Personne qui soulève son chapeau, mais il y a un autre chapeau sous le premier chapeau

Et alors la manifestation la plus célèbre de cette représentation des fous qui portent quelque chose sur la tête, c’est bien sûr le très fameux entonnoir. L’entonnoir sur la tête qui est le symbole de la folie par excellence, notamment dans la bande dessinée franco-belge. Le premier exemple qu’on ait d’un personnage représenté avec un entonnoir sur la tête c’est dans un tableau de Jérôme Bosch qui s’appelle La cure de la folie. Le personnage principal du tableau est assis, c’est un fou. Et derrière lui il y a un chirurgien qui est en train de pratiquer une opération qui s’appelle la lithotomie. C’est une opération qui consiste à retirer une petite pierre de la tête du patient. En fait, à l’époque les fous avaient une pierre dans la tête, et il suffisait d’enlever cette pierre pour les guérir. Et donc comme je disais ce tableau c’est le plus ancien exemple qu’on connaisse de la représentation d’un entonnoir sur la tête. Sauf que (fait étonnant), Jérôme Bosch il n’a pas mis l’entonnoir sur la tête du fou, il l’a mis sur la tête du médecin (je ne sais pas trop ce qu’il a voulu dire par là…)

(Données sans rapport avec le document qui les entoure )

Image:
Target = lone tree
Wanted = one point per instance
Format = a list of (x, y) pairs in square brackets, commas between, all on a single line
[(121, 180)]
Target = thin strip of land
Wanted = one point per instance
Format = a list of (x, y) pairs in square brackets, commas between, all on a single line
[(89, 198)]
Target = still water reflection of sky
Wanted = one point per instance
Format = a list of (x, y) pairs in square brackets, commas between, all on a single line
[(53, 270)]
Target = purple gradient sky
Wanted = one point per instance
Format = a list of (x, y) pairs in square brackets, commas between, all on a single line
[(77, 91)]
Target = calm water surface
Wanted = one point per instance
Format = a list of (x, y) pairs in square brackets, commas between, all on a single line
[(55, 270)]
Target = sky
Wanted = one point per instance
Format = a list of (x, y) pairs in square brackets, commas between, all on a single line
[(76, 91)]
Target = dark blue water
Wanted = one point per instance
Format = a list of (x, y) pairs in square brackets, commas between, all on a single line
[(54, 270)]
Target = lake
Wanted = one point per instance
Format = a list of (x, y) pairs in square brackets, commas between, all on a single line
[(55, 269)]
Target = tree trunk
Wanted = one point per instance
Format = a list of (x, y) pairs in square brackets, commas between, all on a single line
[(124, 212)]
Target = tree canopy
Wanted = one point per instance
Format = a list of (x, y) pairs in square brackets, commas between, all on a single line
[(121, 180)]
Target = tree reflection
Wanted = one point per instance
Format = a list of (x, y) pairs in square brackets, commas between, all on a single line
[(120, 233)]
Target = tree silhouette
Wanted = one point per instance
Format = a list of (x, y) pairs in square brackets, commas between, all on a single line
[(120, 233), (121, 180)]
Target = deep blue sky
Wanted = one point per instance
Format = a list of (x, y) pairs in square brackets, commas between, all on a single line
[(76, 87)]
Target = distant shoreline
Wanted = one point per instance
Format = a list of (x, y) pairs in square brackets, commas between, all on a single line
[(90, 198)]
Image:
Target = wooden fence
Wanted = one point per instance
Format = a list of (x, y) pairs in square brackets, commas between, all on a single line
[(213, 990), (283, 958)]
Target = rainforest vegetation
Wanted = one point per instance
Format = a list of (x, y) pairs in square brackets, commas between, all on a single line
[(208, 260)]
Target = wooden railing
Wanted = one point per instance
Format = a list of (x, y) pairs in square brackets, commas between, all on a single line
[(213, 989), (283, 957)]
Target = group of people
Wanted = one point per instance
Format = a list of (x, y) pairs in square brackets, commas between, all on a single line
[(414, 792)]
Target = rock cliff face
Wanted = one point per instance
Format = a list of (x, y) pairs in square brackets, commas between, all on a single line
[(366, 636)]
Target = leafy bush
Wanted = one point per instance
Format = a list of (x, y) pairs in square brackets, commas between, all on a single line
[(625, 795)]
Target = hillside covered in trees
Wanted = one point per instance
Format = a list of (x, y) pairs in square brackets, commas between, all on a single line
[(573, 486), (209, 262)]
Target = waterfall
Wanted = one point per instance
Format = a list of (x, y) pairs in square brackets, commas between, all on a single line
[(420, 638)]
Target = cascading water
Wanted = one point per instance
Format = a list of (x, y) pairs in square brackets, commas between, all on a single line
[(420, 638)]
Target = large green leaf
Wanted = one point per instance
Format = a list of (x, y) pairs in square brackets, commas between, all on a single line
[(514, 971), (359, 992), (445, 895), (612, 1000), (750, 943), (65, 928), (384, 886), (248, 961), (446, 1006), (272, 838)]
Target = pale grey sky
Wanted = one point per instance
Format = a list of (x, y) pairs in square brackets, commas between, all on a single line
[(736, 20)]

Reproduction de *La cure de la folie* de Jérôme Bosch

En tout cas aujourd’hui la lithotomie ce n’est plus du tout pratiqué. Principalement parce qu’aujourd’hui en fait il n’y a plus de fous. Si ce personnage avait vécu à notre époque, peut-être que les médecins lui auraient diagnostiqué d’autres maladies, d’autres troubles mentaux. Ou peut-être qu’aujourd’hui il aurait été considéré comme sain d’esprit. On n’en sait rien mais ce dont on est sûr c’est qu’aujourd’hui aucun médecin ne l’aurait diagnostiqué fou. Puisque comme je disais, aujourd’hui, la folie ça n’existe plus. Ça c’est important, je pense que je vais un peu développer là-dessus et peut être conclure avec ça.

En fait une maladie, un trouble, un mal-être, un handicap, ça dépend toujours de la société dans laquelle on est. Avec certaines maladies c’est évident. Par exemple, l’homosexualité, il y a quelques années c’était une maladie. Quand, en 1990, l’OMS décide de retirer l’homosexualité de sa classification des maladies mentales, est-ce que c’est parce que tous les homosexuels ont guéri ? Non, c’est en quelque sorte la société qui a guéri.

Autre exemple, rien à voir : pourquoi aujourd’hui, le burn-out est considéré comme une maladie ? Parce qu’on est dans un monde où le travail est obligatoire. Donc quelqu’un qui n’est pas en capacité de travailler sera considéré comme malade. Et ça ce n’est pas moi qui le dis, c’est l’OMS. Dans sa définition de la santé mentale, l’OMS définit la santé mentale comme Un état de bien-être qui permet à chacun de travailler de manière productive. Si on était dans un monde où le plus important ce n’était pas le travail mais (par exemple) le fait de prendre soin les uns des autres, peut-être que les personnes victimes de burn-out ne seraient pas considérées comme malades mais qu’à la place ce seraient les pervers narcissiques qui seraient considérés comme malades…

Je m’égare un peu mais ce que je veux dire c’est que quand quelqu’un va mal, ce n’est jamais de sa faute, c’est toujours le monde qui va mal, et c’est pour ça que quand on te demande si ça va, faut pas trop te sentir visé.